With more than enough signatures already counted, the move all but assures that Cincinnati voters will get a second chance to vote on the amendment, 11 years to the day after 62 percent of them approved it.
In fact, the Equal Rights Not Special Rights Campaign - the 1993 architects of Article XII who are organizing a campaign to defeat the repeal - won't contest the signatures.
WHAT ARTICLE XII SAYS
"The City of Cincinnati and its various boards and commissions may not enact, adopt, enforce or administer any ordinance, regulation, rule or policy which provides that homosexual, lesbian, or bisexual orientation, status, conduct, or relationship constitutes, entitles, or otherwise provides a person with the basis to have any claim of minority or protected status, quota preference or other preferential treatment. This provision of the City Charter shall in all respects be self-executing.
"Any ordinance, regulation, rule or policy enacted before this amendment is adopted that violates the foregoing prohibition shall be null and void and of no force or effect."

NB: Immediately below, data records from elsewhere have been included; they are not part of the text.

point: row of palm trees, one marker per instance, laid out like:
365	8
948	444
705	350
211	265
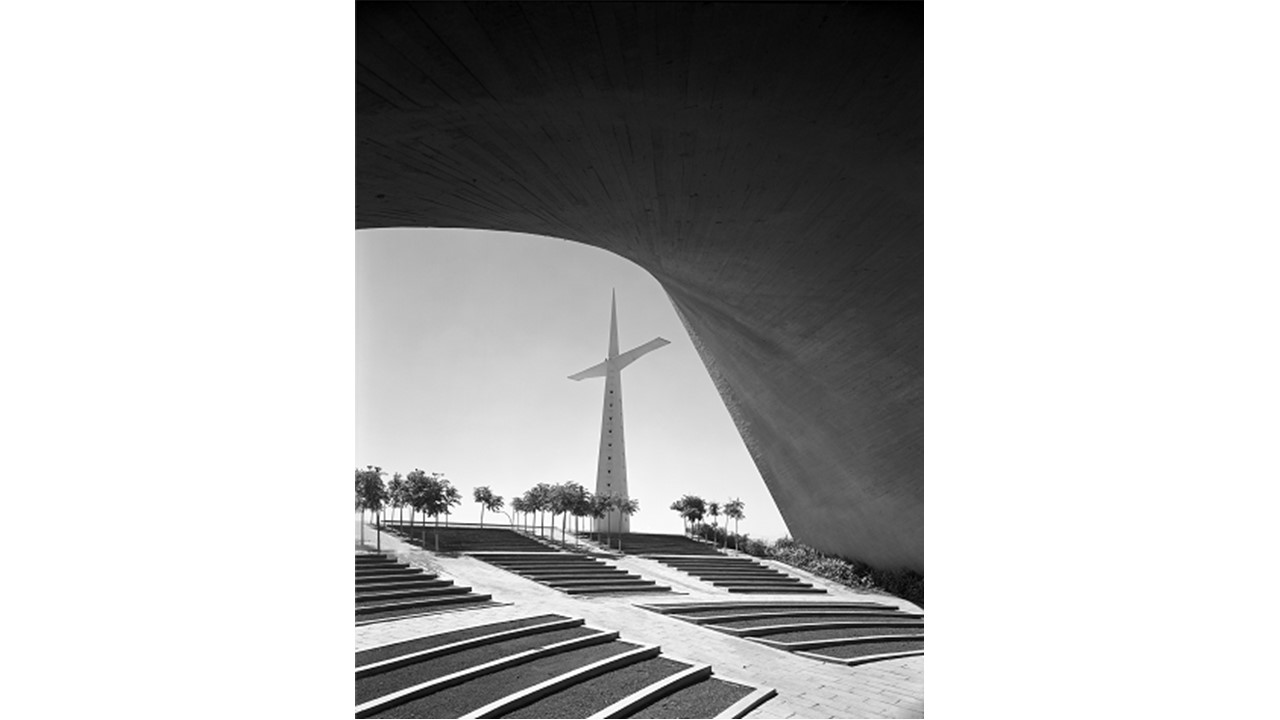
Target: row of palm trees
433	495
566	500
693	509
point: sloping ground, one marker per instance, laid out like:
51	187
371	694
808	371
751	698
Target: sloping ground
653	543
736	574
467	540
387	589
539	666
850	633
571	573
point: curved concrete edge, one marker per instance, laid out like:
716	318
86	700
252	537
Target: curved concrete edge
676	607
435	611
529	696
863	660
609	589
647	696
748	703
392	662
437	684
799	646
764	615
425	602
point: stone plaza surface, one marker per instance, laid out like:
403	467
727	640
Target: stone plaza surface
805	687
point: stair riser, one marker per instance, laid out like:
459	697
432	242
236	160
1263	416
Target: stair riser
414	605
412	595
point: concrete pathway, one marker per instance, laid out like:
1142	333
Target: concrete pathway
807	688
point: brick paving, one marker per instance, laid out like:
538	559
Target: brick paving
807	688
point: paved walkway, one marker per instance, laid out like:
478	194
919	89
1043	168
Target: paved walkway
807	688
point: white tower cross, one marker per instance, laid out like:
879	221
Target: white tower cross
611	474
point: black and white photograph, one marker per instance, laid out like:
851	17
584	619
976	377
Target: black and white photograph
621	314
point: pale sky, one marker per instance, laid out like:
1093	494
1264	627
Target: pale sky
465	341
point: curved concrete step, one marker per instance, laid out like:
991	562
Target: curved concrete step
873	636
713	697
432	580
379	654
466	691
863	652
362	598
775	589
650	693
400	673
730	605
784	614
385	606
553	686
755	630
603	589
425	580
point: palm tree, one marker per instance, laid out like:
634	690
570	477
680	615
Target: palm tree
627	507
488	501
679	506
580	509
734	510
694	509
562	497
600	506
396	492
370	495
416	488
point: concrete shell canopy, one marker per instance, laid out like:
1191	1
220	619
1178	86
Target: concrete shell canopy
763	162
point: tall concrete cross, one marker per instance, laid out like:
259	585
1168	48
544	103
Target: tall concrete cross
611	473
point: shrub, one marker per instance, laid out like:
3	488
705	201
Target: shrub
851	573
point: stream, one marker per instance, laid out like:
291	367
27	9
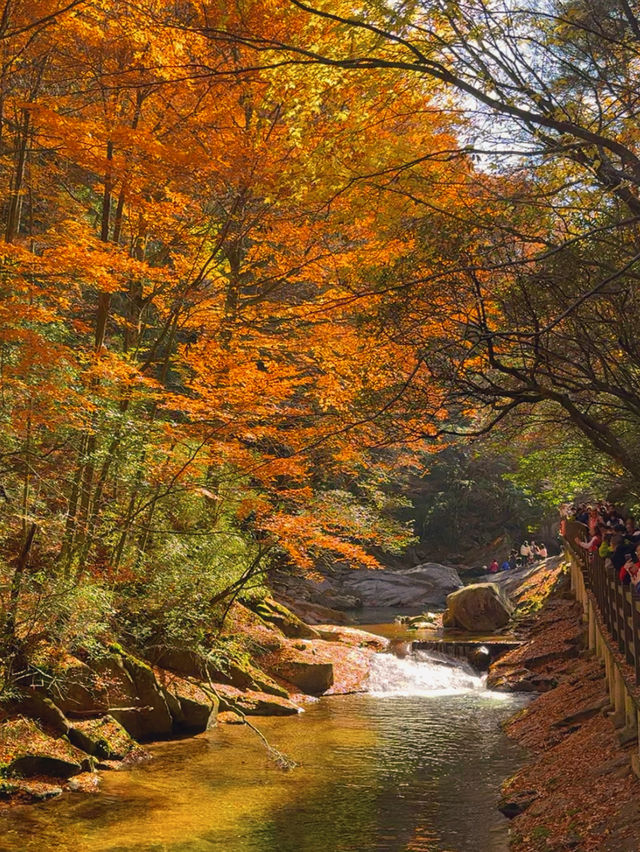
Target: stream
414	764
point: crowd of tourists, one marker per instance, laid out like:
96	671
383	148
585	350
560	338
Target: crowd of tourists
528	553
613	535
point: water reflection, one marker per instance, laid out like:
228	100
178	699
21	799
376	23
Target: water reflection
377	774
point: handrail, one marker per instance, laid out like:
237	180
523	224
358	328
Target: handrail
616	603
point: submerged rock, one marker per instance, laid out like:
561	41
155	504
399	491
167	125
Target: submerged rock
278	615
105	738
312	678
481	608
254	703
26	750
426	584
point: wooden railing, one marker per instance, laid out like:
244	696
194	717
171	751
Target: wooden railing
617	605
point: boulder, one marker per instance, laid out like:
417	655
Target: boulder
514	804
27	751
313	613
254	703
277	614
147	717
425	585
105	738
242	675
192	707
38	706
311	677
480	608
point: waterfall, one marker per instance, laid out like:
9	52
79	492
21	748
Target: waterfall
421	673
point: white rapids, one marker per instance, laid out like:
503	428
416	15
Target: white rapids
421	673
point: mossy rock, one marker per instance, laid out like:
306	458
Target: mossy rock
277	614
26	750
310	677
254	703
105	738
193	707
38	706
480	608
234	672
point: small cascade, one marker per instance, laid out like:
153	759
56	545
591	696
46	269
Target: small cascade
421	673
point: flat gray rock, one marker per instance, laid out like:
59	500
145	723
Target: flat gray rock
425	585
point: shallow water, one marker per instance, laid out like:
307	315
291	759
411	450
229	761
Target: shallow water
414	765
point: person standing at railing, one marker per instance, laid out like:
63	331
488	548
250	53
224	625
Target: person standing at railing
592	545
630	574
621	548
632	534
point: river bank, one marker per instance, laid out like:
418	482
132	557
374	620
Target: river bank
577	790
414	763
82	715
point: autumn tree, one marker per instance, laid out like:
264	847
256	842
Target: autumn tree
550	103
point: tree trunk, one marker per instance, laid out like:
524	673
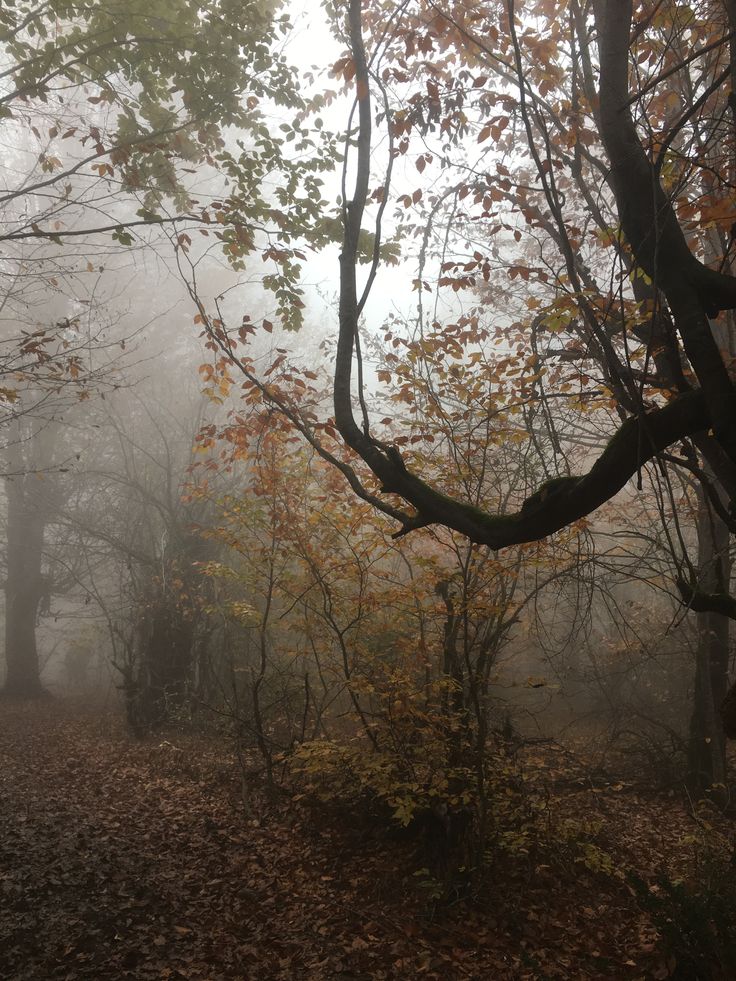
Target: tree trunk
25	586
707	752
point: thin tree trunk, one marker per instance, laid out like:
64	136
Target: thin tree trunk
707	763
24	588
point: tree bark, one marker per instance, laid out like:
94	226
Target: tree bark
24	587
707	750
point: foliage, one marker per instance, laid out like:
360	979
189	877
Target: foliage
695	915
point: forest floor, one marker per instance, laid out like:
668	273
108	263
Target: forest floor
124	859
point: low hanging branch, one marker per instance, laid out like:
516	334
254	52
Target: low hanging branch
559	502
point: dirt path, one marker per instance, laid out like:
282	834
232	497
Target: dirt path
135	860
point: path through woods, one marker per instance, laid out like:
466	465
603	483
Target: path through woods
121	859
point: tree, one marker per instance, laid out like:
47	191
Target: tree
109	109
667	175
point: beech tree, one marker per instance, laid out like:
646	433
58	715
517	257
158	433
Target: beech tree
600	74
606	136
110	111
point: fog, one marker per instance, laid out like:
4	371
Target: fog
368	491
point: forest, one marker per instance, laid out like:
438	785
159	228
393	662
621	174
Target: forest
368	444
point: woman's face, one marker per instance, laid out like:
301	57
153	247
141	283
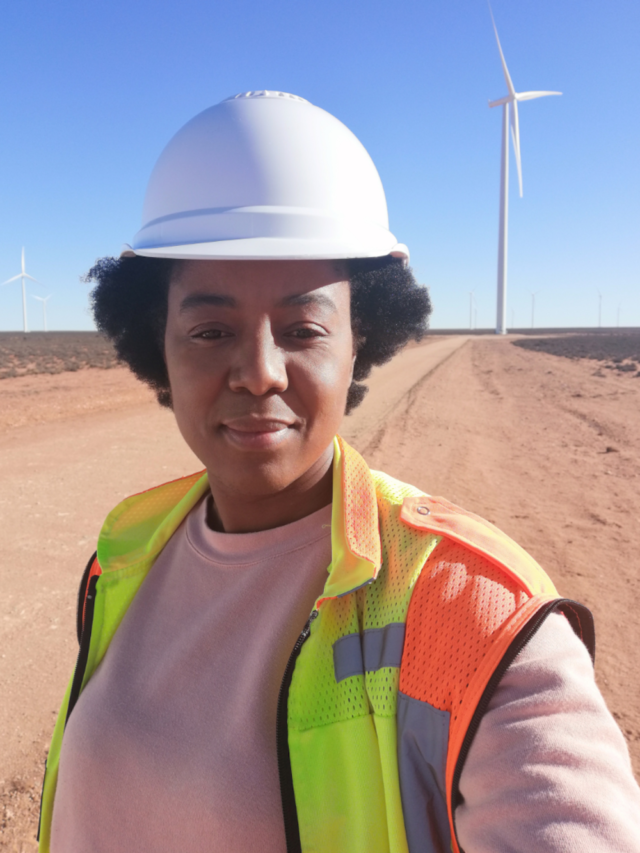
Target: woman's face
260	358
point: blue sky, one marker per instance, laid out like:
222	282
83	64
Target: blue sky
93	91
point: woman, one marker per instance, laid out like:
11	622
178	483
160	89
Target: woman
428	690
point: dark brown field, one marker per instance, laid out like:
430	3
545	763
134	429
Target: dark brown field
53	352
618	350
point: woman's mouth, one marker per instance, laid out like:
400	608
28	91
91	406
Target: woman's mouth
255	434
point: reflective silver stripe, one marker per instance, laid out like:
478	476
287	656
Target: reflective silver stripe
356	654
423	739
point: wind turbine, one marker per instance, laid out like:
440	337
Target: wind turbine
509	106
22	276
43	299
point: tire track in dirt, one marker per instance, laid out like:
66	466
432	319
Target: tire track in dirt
499	437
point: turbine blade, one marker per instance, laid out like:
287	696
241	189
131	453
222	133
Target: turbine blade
505	70
515	135
529	96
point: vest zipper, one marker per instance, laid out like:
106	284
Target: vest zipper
78	675
85	642
570	610
289	811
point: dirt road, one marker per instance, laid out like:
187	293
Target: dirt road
520	437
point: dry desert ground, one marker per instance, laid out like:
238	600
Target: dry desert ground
543	445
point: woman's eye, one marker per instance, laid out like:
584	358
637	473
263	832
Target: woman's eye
305	334
210	334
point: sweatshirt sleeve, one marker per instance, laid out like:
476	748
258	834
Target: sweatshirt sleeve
549	769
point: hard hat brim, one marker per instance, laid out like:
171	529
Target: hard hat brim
269	249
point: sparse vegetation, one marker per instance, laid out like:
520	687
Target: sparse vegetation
53	352
617	351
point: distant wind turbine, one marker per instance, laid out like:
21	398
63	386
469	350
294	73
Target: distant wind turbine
22	276
509	106
43	299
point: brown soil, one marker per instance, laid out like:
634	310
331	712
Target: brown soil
545	447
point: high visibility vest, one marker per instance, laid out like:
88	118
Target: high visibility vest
424	608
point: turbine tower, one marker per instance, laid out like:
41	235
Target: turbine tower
509	106
22	276
44	300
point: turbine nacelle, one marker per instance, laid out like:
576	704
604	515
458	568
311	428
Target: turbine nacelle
510	103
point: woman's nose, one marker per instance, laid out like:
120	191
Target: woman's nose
259	366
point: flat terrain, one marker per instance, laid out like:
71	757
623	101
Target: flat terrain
53	352
546	447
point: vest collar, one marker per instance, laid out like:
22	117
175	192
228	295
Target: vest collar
139	527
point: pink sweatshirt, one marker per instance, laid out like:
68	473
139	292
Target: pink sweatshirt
172	743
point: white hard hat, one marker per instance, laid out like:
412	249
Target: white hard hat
265	175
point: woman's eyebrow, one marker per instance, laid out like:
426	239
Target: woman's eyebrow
309	299
194	300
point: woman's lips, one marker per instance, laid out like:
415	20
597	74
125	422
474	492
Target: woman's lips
256	435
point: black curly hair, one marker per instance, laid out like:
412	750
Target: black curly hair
388	308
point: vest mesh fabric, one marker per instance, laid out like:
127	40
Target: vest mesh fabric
321	700
442	653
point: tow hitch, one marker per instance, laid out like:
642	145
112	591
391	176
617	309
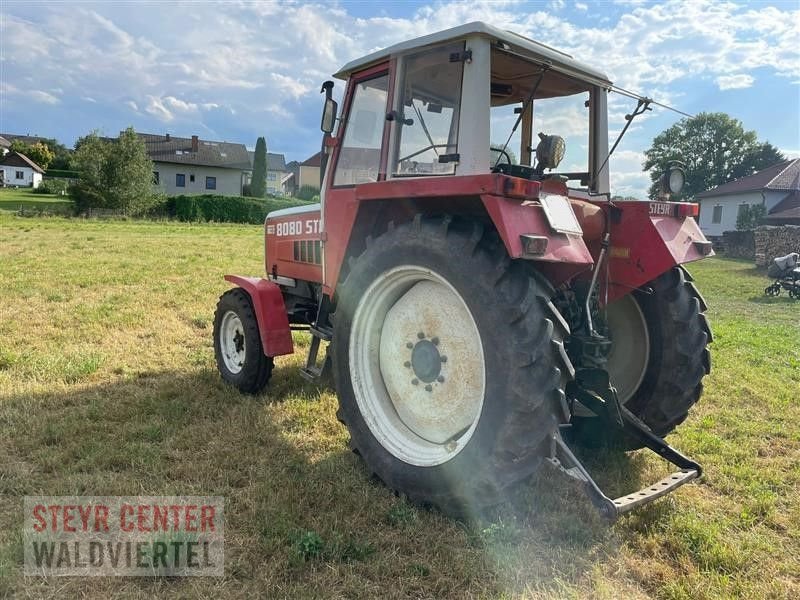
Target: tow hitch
592	388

Phil Burress, the social conservative activist from Loveland who's leading his own petition drive for a state constitutional amendment to ban gay marriage, is also leading the campaign to keep Article XII.
"We have no campaign to keep this off the ballot. We're anxious to let the people vote," Burress said. "I think it's great to educate the public about what Article XII says. The group supporting the repeal refuses to tell people what article XII says."
Those different messages are likely to be at the heart of the fall campaign.
Gary Wright, co-chairman of the repeal campaign, called Article XII "an outdated law that makes it perfectly legal to fire someone ... just because they're gay."
Burress, who helped write the amendment, said it's really about special rights for homosexuals. The amendment, originally intended to strike down a 1992 human rights ordinance that included gays and lesbians, prohibits City Council from granting "minority or protected status, quota preference or other preferential treatment" based on sexual orientation.
Wright hand-delivered more than 14,000 signatures to Clerk of Council Melissa Autry.